73. Je me souviens que le chanteur et guitariste du groupe New-Yorkais Television s’appelait Tom Verlaine (c’était un pseudonyme).

74. Je me souviens de Mike Rimbaud, un chanteur folk-rock New-Yorkais qui avait enregistré des disques à Paris à la fin des années quatre-vingts (c’était son vrai nom).

75. Je me souviens que le groupe de Marc Bolan s’était d’abord appelé Tyrannosaurus Rex puis avait raccourci son nom en T. Rex.

76. Je me souviens que les initiales R.E.M. signifient Rapid Eye Movement, les mouvements oculaires frénétiques que l’on fait en dormant (à leurs concerts, je présume).

77. Je me souviens que le groupe Lynyrd Skynyrd tirait son nom de celui de leur prof de gym quand ils étaient encore au lycée (il devait s’appeler Leonard Skennard ou un truc dans le genre).

77. Je me souviens d’une époque où les 33 tours coûtaient moins de15 frs (et même 13,50 frs si mes souvenirs sont bons).

78. Je me souviens de la vache sur la pochette de l’album “Atom Heart Mother” des Pink Floyd.

79. Je me souviens de “Gini - Pink Floyd - Un goût - Une musique - Venus d’ailleurs”.

80. Je me souviens des favoris monstrueux et des dents écartées de Ray Dorset, le leader de Mungo Jerry (“In The Summertime”).
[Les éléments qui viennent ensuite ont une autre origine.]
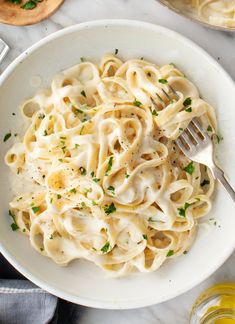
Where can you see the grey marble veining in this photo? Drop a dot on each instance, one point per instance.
(220, 45)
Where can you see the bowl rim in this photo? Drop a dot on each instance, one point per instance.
(52, 288)
(168, 5)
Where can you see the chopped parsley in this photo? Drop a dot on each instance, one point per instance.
(14, 225)
(35, 209)
(111, 189)
(188, 109)
(170, 253)
(83, 205)
(151, 220)
(109, 209)
(209, 128)
(81, 130)
(187, 102)
(154, 113)
(137, 103)
(105, 248)
(205, 182)
(189, 168)
(163, 81)
(82, 170)
(41, 116)
(15, 1)
(6, 137)
(83, 93)
(182, 211)
(110, 164)
(29, 5)
(79, 111)
(219, 138)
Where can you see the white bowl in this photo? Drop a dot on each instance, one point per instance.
(82, 282)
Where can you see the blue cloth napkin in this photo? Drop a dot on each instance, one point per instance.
(21, 302)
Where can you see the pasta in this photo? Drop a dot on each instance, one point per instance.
(216, 12)
(109, 183)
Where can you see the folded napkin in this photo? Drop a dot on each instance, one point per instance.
(21, 302)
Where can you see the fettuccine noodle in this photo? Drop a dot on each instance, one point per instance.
(111, 186)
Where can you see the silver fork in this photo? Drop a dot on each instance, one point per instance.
(4, 48)
(198, 146)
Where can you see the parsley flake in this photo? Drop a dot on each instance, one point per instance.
(106, 247)
(137, 103)
(188, 109)
(109, 209)
(182, 211)
(205, 182)
(29, 5)
(83, 93)
(163, 81)
(154, 113)
(189, 168)
(83, 205)
(111, 189)
(6, 137)
(209, 128)
(187, 102)
(170, 253)
(35, 209)
(82, 170)
(110, 164)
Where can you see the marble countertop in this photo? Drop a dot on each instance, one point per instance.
(220, 45)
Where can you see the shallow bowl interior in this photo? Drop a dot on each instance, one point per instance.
(82, 282)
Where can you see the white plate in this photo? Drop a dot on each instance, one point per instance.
(82, 282)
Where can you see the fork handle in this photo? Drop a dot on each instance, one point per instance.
(219, 174)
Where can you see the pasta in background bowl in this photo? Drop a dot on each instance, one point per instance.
(214, 13)
(82, 282)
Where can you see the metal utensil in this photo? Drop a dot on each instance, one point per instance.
(4, 48)
(196, 144)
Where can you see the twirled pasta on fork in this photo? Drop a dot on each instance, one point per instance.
(109, 183)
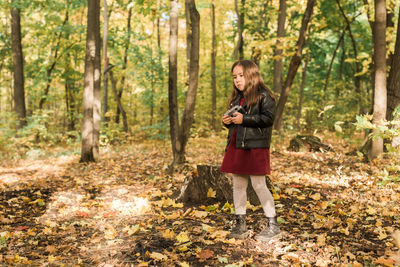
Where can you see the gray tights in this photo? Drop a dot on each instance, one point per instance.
(240, 195)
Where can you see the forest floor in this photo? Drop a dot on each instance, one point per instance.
(333, 209)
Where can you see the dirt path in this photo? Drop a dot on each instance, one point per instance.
(332, 210)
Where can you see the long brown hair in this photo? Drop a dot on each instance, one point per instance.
(253, 86)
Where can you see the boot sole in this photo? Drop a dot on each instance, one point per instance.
(239, 236)
(267, 239)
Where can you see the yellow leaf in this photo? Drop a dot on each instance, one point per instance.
(396, 238)
(168, 234)
(219, 234)
(371, 211)
(316, 196)
(173, 216)
(323, 205)
(321, 240)
(382, 235)
(208, 229)
(110, 234)
(182, 237)
(385, 262)
(211, 193)
(344, 230)
(158, 256)
(199, 214)
(130, 230)
(51, 258)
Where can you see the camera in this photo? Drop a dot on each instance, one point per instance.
(234, 109)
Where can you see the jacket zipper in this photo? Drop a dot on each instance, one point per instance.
(245, 128)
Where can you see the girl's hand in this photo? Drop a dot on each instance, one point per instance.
(227, 119)
(238, 119)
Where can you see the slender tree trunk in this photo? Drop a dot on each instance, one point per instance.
(118, 100)
(105, 62)
(161, 72)
(294, 65)
(324, 98)
(341, 66)
(213, 77)
(188, 114)
(50, 70)
(188, 36)
(128, 27)
(380, 102)
(91, 93)
(393, 93)
(357, 81)
(278, 50)
(238, 52)
(371, 24)
(18, 67)
(172, 81)
(302, 86)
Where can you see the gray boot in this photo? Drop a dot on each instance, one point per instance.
(239, 231)
(271, 230)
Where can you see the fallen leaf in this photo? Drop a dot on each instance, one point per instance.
(211, 193)
(158, 256)
(182, 237)
(396, 238)
(386, 262)
(199, 214)
(205, 254)
(316, 196)
(110, 214)
(168, 234)
(21, 228)
(51, 249)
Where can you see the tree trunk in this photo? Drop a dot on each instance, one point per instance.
(371, 24)
(238, 52)
(303, 83)
(278, 49)
(188, 36)
(91, 93)
(393, 86)
(357, 81)
(118, 100)
(213, 77)
(18, 67)
(194, 189)
(294, 65)
(173, 79)
(50, 70)
(105, 62)
(324, 98)
(124, 64)
(380, 99)
(188, 114)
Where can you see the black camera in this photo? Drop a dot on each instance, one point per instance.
(234, 109)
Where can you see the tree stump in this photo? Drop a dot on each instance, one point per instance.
(310, 142)
(195, 188)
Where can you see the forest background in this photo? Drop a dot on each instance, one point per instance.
(83, 78)
(335, 50)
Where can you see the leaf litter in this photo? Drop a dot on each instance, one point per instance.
(333, 210)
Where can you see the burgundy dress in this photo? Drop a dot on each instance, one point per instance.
(255, 161)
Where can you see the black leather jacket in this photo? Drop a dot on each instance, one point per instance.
(256, 129)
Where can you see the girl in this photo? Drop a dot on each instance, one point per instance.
(247, 151)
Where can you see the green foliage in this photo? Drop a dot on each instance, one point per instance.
(387, 130)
Je me souviens aussi que “Alright Alright Alright”, l’autre tube de Mungo Jerry, était l’adaptation anglaise du “Et moi et moi et moi” de Jacques Dutronc.

81. Je me souviens des pochettes de Yes dessinées par Roger Dean.

82. Je me souviens du triple album “Yessongs” de Yes, que j’ai dû écouter au moins cent fois, en particulier la face avec “Close To the Edge”.

83. Je me souviens du double album “Tales From Topographic Ocean” de Yes et d’un morceau où Jon Anderson chantait en français Nous sommes le soleil.

84. Je me souviens de Miiiicheeeelle ma beeelle / Sont des môws qui vont twès bien ensomble / Twès bien ensomble...

85. Je me souviens que le groupe Electric Light Orchestra fut le premier à utiliser le laser dans son light-show (certains spectateurs - dont je faisais partie - avaient peur d’être brûlés par les rayons verts).

86. Je me souviens que le nom du groupe 10CC (les auteurs du fameux slow-qui-tue “I’m Not In Love”), autrement dit dix centimètres-cube, fait référence à la quantité moyenne de l’éjaculation masculine, soit neuf centimètres-cube, plus un pour faire bonne mesure.

87. Je me souviens de aaaaaaaaaaaaaaaah freak out ! dans l’intro de “Freak Out” de Chic.

88. Je me souviens d’avoir fait l’amour sur l’album “Dark Side Of The Moon” des Pink Floyd.

89. Je me souviens que les Français utilisaient le terme “pop music” alors que nous, en Belgique, on disait “rock” et rien d’autre.

90. Je me souviens que les trois premiers albums solo de Peter Gabriel s’intitulaient “Peter Gabriel”.

91. Je me souviens du kraut-rock (rock choucroute), le rock progressif allemand des années 1972-1974. Le terme poli était “Head mosick” ou un truc dans le genre.

92. Je me souviens de Amon Düül II, de Ash Ra Temple, de Walter Wegmuller, de Guru Guru, de Wallenstein, des débuts de Kraftwerk (fan - fan - fan / on the autobahn).

93. Je me souviens d’avoir vu le dos de Klaus Schulze pendant tout un concert. Il était assis en tailleur, bidouillant ses synthés dont les petites lumières vertes clignotaient, de l’encens brûlait et la moitié du public ronflait.

94. Je me souviens que je peux imiter la voix qui annonce les instruments sur “Tubular Bells” : “grand piano ! glockenspiel ! bass guitar ! double speed guitar ! two slightly distorted guitars ! mandolin ! spanish guitar and introducing acoustic guitar ! ” et comme ça jusqu’à “tubular bells” !

95. Je me souviens du logo sur les disques Virgin, avec les vierges siamoises et le dragon rouge.

96. Je me souviens que le thème de “Tubular Bells” était devenu le générique du film “L’exorciste”.

97. Je me souviens de groupes australiens atroces comme Cold Chisel ou Sherbet.

98. Je me souviens d’avoir fumé des pétards en écoutant “Phaedra” de Tangerine Dream.

99. Je me souviens que Bryan Ferry est un mauvais coup. C’est Jerry Hall qui le racontait en interview. Et une copine groupie qui me l’a confirmé.

100. Je me souviens d’avoir vu les Sex Pistols en août 1976 au 100 Club sur Oxford Street à Londres. Le même jour j’avais acheté l’album “461 Ocean Boulevard” d’Eric Clapton, dont je n’ai ôté le cellophane que cinq ans plus tard.